Examining the Skillsets of PGA Golfers From 2010-2020 and the Relationships to Scoring Average, Top Ten Finishes, and Seasonal Earnings

By Sam Marteka – Syracuse University ’21

Abstract

This research aims to analyze the changing landscape of how golfers on the PGA Tour perform and the statistical changes that occur over the career of these golfers. We then observe these statistical changes and evaluate the effect of these changes on seasonal earnings, top ten finishes, and scoring average over time using linear regression models. The dataset is from 2010 to 2020 and includes over 100 different cumulative statistics of every eligible PGA Tour golfer that played in a PGA Tour event during any season from 2010 to 2020.

Introduction

Compared to the four major North American sports, golf is relatively under-explored when it comes to data analytics.

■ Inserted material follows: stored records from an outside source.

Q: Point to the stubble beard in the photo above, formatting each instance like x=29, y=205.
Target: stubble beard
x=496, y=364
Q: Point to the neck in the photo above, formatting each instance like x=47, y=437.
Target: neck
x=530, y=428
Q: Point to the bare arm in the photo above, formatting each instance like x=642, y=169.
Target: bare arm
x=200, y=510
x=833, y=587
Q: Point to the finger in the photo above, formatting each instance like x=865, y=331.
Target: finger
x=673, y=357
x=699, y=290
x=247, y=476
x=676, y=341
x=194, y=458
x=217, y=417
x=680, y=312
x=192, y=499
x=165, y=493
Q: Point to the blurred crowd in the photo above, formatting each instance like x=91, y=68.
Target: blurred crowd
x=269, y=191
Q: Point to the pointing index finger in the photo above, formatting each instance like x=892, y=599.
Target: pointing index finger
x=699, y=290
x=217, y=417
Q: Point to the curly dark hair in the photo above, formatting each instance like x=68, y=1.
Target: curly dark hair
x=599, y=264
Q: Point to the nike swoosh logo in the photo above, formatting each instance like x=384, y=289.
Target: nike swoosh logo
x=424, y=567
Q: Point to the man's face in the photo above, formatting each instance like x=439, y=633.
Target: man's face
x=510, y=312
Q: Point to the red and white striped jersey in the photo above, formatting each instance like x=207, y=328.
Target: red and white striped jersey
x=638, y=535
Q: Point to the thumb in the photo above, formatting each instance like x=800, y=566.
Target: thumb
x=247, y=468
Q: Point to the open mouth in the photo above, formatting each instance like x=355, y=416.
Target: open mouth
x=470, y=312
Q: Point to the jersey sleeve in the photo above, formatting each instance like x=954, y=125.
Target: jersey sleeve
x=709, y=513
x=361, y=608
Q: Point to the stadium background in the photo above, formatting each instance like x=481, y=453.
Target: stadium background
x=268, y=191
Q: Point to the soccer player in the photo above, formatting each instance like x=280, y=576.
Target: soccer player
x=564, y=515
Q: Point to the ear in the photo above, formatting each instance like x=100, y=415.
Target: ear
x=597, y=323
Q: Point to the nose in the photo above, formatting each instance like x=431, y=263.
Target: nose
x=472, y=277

During the entirety of quarantine due to the worldwide coronavirus pandemic, I have been playing golf frequently and watching it on television, as it was the first sport to resurface. I found a new passion for consuming golf both as leisure and as a fan of the PGA Tour. For my senior thesis, I wanted to explore a variety of topics that focuses on the performance of PGA golfers over time. Current superstar golfers like Bryson DeChambeau have revolutionized the game as he has built his game around driving the ball significantly farther than his competition. DeChambeau inspired me to further explore how the skillsets of successful golfers have changed over time and as I navigated this thesis, I was very interested on how different skills contributed to the success of golfers on three different levels: percent of top ten finishes, scoring average, and seasonal earnings.

Methodology

This project required a multitude of analytical skills that I have learned over the last four years as a student at SU. The first steps in this process was utilizing my web scraping skills using the Python coding language with packages Beautiful Soup and Selenium. I was able to create a Python script that loaded in PGA Tour links for each statistic on the website from every year from 2010-2020. I then used the Pandas package in Python to wrangle each dataset with a different statistic into a massive dataset that contained every stat and year combination. I ended up with over 300,000 observations in the dataset, which was then exported to R where additional data wrangling and cleaning processes could be performed to prepare the data for linear modeling. Once the data was cleaned, I created multiple additional data frames in R which filtered the data by year or a group of years. Then, I ran linear regression models with three dependent variables: scoring average, seasonal earnings, and top ten finish percent. I used various year intervals to see if there were significant changes that occurred with player skillsets over different periods of time within the range of 2010 and 2020.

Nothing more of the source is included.